Erin Go Bragh … Ireland forever! Or, Ireland until the end of time…                                                                                                              

It also means Ireland until Doomsday, mildly dark for this St. Pat’s post.

It’s a reminder of the 1789 Irish Rebellion, ending with lots of Irish Catholics being shot, making it a rebellion and not a revolution. But I’m sure a few Guinesses made it feel better – on tap everywhere, even pharmacies and churches.

My great grandfather actually making money on the Irish beatdown, betting the English -7 on FanDuel.

But if my mother or My Captor had a tattoo, Erin Go Bragh a leading candidate.

And now we’re in March, it’s greening of nature matching our house-adorning Irish pillows and English voodoo dolls, with St. Patrick’s Day just ahead.

My Mother and My Captor among the most Irish of anyone I’ve met – even more than the Lucky Charms leprechaun. My parents married on St. Patrick’s Day, and this would have been their 1,233rd anniversary, or thereabouts (As an aside, that anecdote matching the Irish reputation for story telling accuracy).

But even my mother couldn’t match My Captor’s March wardrobe: Green colored clothing abounds, all month long!

And March wouldn’t be March without boiled food: Corned beef, potatoes, cabbage, and soda bread, which takes a while to dry out after the boiling process.

My mother’s corned beef dinner the best I’d ever had, but My Captor’s actually better, now my preference (Mom, you know I’m a captive, right?). Her colcannon the difference: Mashed potatoes and kale – and butter! – making kale taste good.

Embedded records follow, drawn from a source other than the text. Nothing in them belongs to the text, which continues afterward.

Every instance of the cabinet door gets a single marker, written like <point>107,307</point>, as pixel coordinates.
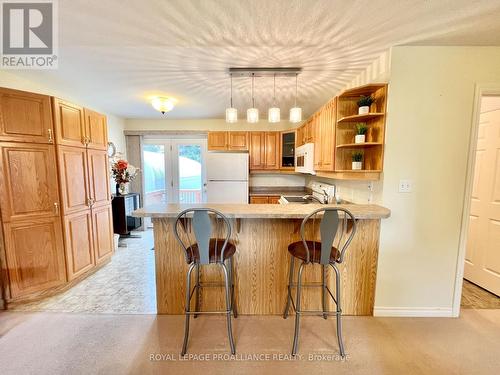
<point>238,141</point>
<point>28,182</point>
<point>34,255</point>
<point>96,130</point>
<point>257,150</point>
<point>102,221</point>
<point>259,200</point>
<point>217,141</point>
<point>79,243</point>
<point>99,177</point>
<point>25,117</point>
<point>75,190</point>
<point>70,124</point>
<point>272,151</point>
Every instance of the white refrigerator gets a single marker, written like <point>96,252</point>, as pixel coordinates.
<point>227,177</point>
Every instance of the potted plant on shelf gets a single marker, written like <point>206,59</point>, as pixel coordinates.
<point>360,132</point>
<point>357,160</point>
<point>364,103</point>
<point>123,173</point>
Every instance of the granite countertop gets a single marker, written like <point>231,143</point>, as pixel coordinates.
<point>264,211</point>
<point>277,191</point>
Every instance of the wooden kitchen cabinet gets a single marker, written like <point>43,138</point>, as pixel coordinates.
<point>79,243</point>
<point>102,221</point>
<point>238,141</point>
<point>70,124</point>
<point>74,177</point>
<point>96,130</point>
<point>28,186</point>
<point>217,141</point>
<point>25,117</point>
<point>34,256</point>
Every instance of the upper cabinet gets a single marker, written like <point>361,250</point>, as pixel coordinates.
<point>70,124</point>
<point>228,141</point>
<point>96,130</point>
<point>25,117</point>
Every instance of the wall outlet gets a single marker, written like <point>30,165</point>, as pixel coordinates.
<point>405,186</point>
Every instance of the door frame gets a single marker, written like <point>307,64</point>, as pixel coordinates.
<point>481,89</point>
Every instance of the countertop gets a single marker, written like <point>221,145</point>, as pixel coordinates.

My Captor’s soda bread her other strength, our breakfast today and for multiple days!

In a partial ‘My Captor reveal’, she’s worried about the soda bread’s moistness, her common bit of cooking angst, even when baking; my job to reassure – only after extensive sampling, of course – and do the dishes. A very fair trade..

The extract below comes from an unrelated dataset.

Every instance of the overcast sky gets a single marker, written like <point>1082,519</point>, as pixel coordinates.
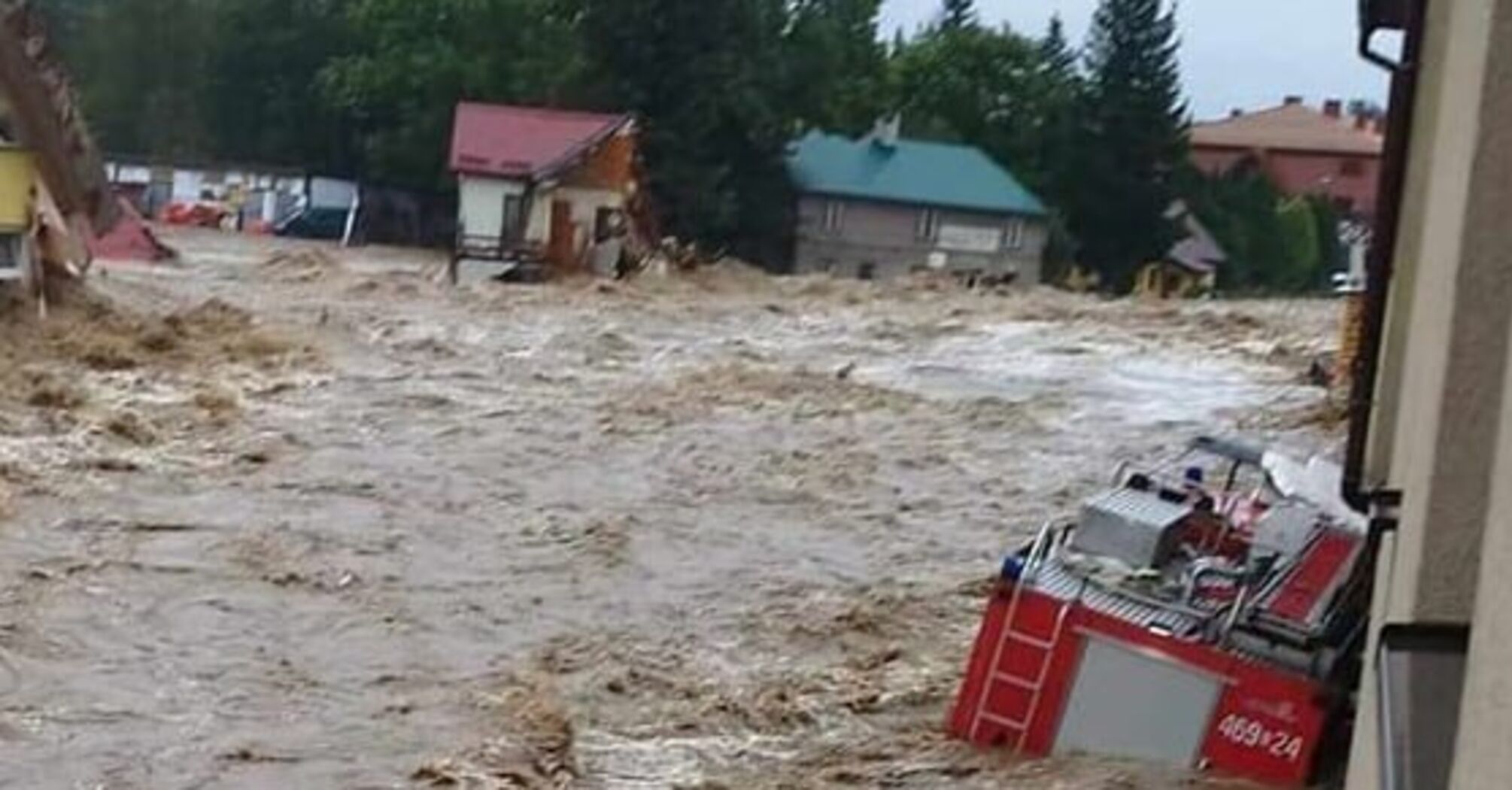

Not to get ‘all Doomsday’ on you, but March also wouldn’t be March without remembering the dead, an Irish reverence and preoccupation; ‘Keening’ the Irish “act of wailing in grief for the dead”.

Lots of death and sorrow running through Irish blood, beginning with the “Famine”, a historical fiction engineered by the English, to starve the Irish out. Followed by religious persecution, triggering the rush to America to open Irish pubs all over the East Coast.

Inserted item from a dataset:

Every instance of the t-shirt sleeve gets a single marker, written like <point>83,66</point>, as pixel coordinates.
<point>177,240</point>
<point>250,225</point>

My mother ‘keening’ her brother and father by talking about them, making them come alive again – looking forward to meeting them. But not for a while, hopefully.

For me, March the time to keen and honor my younger brother and our son. Both named Dan(ny), our son conceived and named in tribute to his uncle, the idea born at his funeral, he murdered by a drunk driver. And today my brother’s birthday, he’d have been 68.

As an odd aside, I knew what each of our children would be – I can’t do it for anyone else, don’t ask – and knew the next next would also be a boy, making My Captor declare celibacy.  

A major part of my keening process, imagining what both lives would have been, who they would have become, both gone before reaching their life potential.  

Another part, remembering the value – and fragility – of relationships. Both reminding they can disappear in an instance… if you take any of this for granted, you clearly aren’t paying attention.

So I offer a prayer, and a toast, to both of them – and to all who have gone before.

Because there is no future without the past; we take a piece of everyone we knew and loved along with us on our journey.

ENHANCE YOUR ENJOYMENT OF THIS POST, PAIR WITH THE FOLLOWING ‘AGING HIPSTER MUSIC’:

Katy J Pearson is an English indie-pop musician based in Bristol, England. Her music described as “earthy, Americana-tinged sound” citing influences including “idol” Kate Bush and PJ Harvey. And I like her too! ‘Talk of the Town’ a walk starter – a few songs saved to the BATN playlist.